Joseph Carrabba , Cliffs’ chairman, president and chief executive officer, said, “While 2012 had some noteworthy highlights, including the operational turnaround of North American Coal and record sales volumes in Australia , the year proved to be challenging both from a market perspective and operationally. Unfortunately, our ramp up of Bloom Lake Mine has been slower than originally anticipated, resulting in decreased volumes and increased costs. Despite these challenges, we continue to make progress on the mine’s production stability, development, and tailings management. We believe this will ensure a smooth transition for Bloom Lake’s Phase II production startup next year. Bloom Lake is on track to achieve an annual production run rate of 14 million tons by 2015, which accounts for more than a quarter of Cliffs’ current total iron ore volume.”

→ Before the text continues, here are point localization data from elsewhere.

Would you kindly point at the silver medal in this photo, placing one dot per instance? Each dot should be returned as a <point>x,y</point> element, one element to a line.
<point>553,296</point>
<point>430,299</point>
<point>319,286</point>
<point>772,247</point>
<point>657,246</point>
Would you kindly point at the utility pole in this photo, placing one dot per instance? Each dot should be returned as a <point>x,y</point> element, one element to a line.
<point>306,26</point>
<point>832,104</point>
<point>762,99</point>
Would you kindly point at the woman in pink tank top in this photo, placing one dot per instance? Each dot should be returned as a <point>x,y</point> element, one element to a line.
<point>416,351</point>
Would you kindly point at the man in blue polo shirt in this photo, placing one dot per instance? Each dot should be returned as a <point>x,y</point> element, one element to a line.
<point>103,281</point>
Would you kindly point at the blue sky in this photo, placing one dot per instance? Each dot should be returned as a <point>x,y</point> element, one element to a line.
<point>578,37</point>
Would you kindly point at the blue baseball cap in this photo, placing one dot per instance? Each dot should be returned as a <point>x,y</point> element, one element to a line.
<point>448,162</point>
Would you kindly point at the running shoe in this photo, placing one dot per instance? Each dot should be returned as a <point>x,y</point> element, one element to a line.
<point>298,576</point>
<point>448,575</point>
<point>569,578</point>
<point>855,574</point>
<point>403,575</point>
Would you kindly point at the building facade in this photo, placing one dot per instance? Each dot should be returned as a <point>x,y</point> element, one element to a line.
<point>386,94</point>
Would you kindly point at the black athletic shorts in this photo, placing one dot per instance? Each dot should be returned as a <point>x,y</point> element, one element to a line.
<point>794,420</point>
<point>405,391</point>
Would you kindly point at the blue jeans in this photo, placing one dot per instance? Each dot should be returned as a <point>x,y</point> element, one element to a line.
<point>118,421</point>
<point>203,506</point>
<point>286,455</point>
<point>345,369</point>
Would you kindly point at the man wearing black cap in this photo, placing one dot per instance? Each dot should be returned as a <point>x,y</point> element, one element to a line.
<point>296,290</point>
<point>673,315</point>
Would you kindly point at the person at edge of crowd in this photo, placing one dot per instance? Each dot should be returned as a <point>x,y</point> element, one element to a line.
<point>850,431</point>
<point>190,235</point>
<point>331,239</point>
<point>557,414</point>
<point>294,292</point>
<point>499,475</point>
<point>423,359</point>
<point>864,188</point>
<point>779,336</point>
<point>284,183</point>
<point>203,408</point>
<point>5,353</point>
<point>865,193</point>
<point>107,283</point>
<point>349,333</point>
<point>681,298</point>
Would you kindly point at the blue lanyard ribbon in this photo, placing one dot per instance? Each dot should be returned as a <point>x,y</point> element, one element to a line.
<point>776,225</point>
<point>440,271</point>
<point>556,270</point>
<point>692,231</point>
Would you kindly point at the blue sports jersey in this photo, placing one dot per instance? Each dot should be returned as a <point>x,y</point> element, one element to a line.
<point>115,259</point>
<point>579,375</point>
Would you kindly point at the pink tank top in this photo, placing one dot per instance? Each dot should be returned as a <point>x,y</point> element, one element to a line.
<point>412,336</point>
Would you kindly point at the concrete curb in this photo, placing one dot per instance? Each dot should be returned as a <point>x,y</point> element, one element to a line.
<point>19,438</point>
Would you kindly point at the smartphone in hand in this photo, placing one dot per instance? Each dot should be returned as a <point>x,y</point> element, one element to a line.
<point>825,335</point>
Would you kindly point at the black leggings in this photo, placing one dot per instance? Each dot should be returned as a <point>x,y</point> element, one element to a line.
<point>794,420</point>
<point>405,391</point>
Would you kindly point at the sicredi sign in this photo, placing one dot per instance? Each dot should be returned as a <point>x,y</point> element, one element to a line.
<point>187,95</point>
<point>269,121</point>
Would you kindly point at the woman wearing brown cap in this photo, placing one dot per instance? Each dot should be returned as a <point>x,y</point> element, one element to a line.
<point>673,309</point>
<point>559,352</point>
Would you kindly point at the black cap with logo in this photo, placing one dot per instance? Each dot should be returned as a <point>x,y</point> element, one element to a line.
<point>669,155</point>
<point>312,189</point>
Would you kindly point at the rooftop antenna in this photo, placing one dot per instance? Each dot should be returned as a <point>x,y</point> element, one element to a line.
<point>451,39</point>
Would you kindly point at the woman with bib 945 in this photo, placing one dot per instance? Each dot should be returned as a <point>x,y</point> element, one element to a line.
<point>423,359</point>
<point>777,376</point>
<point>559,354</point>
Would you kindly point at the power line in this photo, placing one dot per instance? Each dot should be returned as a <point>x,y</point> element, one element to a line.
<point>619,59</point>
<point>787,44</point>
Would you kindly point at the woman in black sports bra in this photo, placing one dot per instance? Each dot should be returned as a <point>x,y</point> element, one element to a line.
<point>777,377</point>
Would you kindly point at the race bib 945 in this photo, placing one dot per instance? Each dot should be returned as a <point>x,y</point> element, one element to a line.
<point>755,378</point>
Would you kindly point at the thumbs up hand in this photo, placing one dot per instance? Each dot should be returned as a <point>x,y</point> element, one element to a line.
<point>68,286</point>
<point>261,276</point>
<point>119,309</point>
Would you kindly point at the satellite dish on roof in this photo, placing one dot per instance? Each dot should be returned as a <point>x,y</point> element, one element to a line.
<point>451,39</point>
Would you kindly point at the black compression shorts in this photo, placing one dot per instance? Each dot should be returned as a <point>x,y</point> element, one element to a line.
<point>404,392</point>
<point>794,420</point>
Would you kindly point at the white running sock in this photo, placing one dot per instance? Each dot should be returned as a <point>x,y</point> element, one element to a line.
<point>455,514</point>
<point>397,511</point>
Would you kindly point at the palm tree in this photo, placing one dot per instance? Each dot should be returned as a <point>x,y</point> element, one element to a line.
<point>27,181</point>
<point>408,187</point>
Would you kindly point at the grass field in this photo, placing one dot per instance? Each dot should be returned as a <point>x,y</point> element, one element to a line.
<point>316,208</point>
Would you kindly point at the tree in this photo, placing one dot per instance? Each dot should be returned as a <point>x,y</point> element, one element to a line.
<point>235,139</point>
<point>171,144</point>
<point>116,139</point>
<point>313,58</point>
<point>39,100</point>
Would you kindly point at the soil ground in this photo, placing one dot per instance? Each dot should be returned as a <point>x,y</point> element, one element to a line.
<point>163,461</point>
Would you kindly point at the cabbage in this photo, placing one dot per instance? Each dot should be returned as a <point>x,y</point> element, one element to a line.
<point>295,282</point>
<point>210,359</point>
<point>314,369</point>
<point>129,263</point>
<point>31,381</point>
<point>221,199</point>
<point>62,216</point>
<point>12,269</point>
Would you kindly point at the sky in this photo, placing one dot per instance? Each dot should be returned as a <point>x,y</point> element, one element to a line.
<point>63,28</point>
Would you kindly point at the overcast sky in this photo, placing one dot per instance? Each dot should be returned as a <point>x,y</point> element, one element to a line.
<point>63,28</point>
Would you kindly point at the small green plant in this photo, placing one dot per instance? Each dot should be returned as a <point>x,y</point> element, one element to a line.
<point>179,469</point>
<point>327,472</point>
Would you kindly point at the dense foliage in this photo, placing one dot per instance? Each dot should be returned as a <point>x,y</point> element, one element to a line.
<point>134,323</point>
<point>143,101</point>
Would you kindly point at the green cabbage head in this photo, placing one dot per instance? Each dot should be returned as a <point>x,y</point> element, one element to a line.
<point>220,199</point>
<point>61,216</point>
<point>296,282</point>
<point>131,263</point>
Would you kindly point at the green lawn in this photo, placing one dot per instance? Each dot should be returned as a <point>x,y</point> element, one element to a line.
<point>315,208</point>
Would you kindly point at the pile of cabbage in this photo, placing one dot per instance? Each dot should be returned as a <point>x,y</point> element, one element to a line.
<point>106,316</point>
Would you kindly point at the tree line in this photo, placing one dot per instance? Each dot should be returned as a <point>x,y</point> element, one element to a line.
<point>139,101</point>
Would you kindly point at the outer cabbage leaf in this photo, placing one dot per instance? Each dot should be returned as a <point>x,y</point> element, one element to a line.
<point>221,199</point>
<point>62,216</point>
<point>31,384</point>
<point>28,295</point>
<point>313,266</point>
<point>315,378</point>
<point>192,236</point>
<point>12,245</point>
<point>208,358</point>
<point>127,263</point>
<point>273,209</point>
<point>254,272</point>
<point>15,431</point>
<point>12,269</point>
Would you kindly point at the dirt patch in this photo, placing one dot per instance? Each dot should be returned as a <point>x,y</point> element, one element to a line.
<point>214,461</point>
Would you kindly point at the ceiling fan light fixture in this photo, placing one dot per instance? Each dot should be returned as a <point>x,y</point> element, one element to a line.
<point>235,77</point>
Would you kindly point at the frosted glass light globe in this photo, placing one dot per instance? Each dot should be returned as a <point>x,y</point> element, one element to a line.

For 2013, the Company’s expected sales and production volumes in U.S. Iron Ore are 20 million tons. The U.S. Iron Ore revenues-per-ton sensitivity included within the 2013 revenue sensitivity summary table above also includes the following assumptions:
- 2013 North American blast furnace utilization of approximately 70%
- 2013 average hot rolled steel pricing of $650 per ton
- Approximately 50% of the expected 2013 sales volume is linked to seaborne iron ore pricing
In addition, the revenues-per-ton sensitivity also considers various contract provisions, lag-year adjustments and pricing caps and floors contained in certain supply agreements. Actual realized revenue per ton for the full year will depend on iron ore price changes, customer mix, production input costs and/or steel prices (all factors contained in certain of Cliffs’ supply agreements).
Cliffs’ full-year 2013 U.S. Iron Ore cash-cost-per-ton expectation is $65 – $70 . Cash costs per ton are anticipated to be slightly higher year over year primarily due to less fixed-cost leverage as the result of lower expected full-year sales volume. Depreciation, depletion and amortization for full-year 2013 is expected to be approximately $6 per ton.